This function computes rolling sums over a specified window for selected columns in a Comex (Brazilian trade) dataset. It operates on columns that start with the specified prefixes.
Usage
comex_roll(
data,
x = c("qt_stat", "kg_net", "fob_", "freight_", "insurance_", "cif_"),
k = 12
)
Arguments
- data
A data frame or tibble containing Comex data, with a
date
column.- x
A character vector specifying the prefixes of the column names for which to calculate rolling sums. Defaults to
c('qt_stat', 'kg_net', 'fob_', 'freight_', 'insurance_', 'cif_')

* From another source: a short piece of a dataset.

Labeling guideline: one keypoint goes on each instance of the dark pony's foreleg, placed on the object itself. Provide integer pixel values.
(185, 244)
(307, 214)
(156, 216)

, which captures common columns related to quantities, weights, and various costs.- k
An integer specifying the window size (in months) for the rolling sum calculation. Defaults to 12.
Value
A modified version of the input data
, with new columns added for each selected column.
The new column names are of the format 'original_col_name_k', where k
is the window size.
These new columns contain the rolling sums for the corresponding original columns. Rows with
incomplete windows (less than k
months of data) will have NA values in the new columns.
Details
This function uses the slider
package's slide_index_dbl
function to efficiently calculate rolling sums.
The rolling sum for each date is calculated by summing the values from the current date up to k-1
months prior.
Since the .complete
argument in slide_index_dbl
is set to TRUE
, the function will only calculate rolling sums
for dates where there are at least k
months of prior data available. Rows with incomplete windows will have NA
values.
Examples
#' # Create sample Comex data
set.seed(123)
library(lubridate)
#>
#> Attaching package: ‘lubridate’
#> The following objects are masked from ‘package:base’:
#>
#> date, intersect, setdiff, union
library(dplyr)
#>
#> Attaching package: ‘dplyr’
#> The following objects are masked from ‘package:stats’:
#>
#> filter, lag
#> The following objects are masked from ‘package:base’:
#>
#> intersect, setdiff, setequal, union
comex_data <- tibble::tibble(
date = rep(seq(from = ymd('2023-01-01'), to = ymd('2023-12-01'), by = 'month'), each=2),
direction=rep(c("imp", "exp"), 12),
qt_stat = rpois(24, lambda = 100),
fob_usd = runif(24, min = 500, max = 2000)
)
# Example usage with default prefixes and window size of 12 months, grouped by direction:
rolled_data <- comex_data%>%group_by(direction)%>%comex_roll()
# Calculate 2-month rolling sums for columns starting with 'qt_' and 'fob_', grouped by direction:
rolled_data <- comex_roll(comex_data%>%group_by(direction), x = c('qt_', 'fob_'), k = 2)
rolled_data%>%arrange(direction, date)%>%filter(date<="2023-03-01")
#> # A tibble: 6 × 6
#> # Groups: direction [2]
#> date direction qt_stat fob_usd qt_stat_2 fob_usd_2
#> <date> <chr> <int> <dbl> <dbl> <dbl>
#> 1 2023-01-01 exp 111 1498. NA NA
#> 2 2023-02-01 exp 101 1076. 212 2574.
#> 3 2023-03-01 exp 104 1722. 205 2798.
#> 4 2023-01-01 imp 94 1062. NA NA
#> 5 2023-02-01 imp 83 642. 177 1704.
#> 6 2023-03-01 imp 117 912. 200 1554.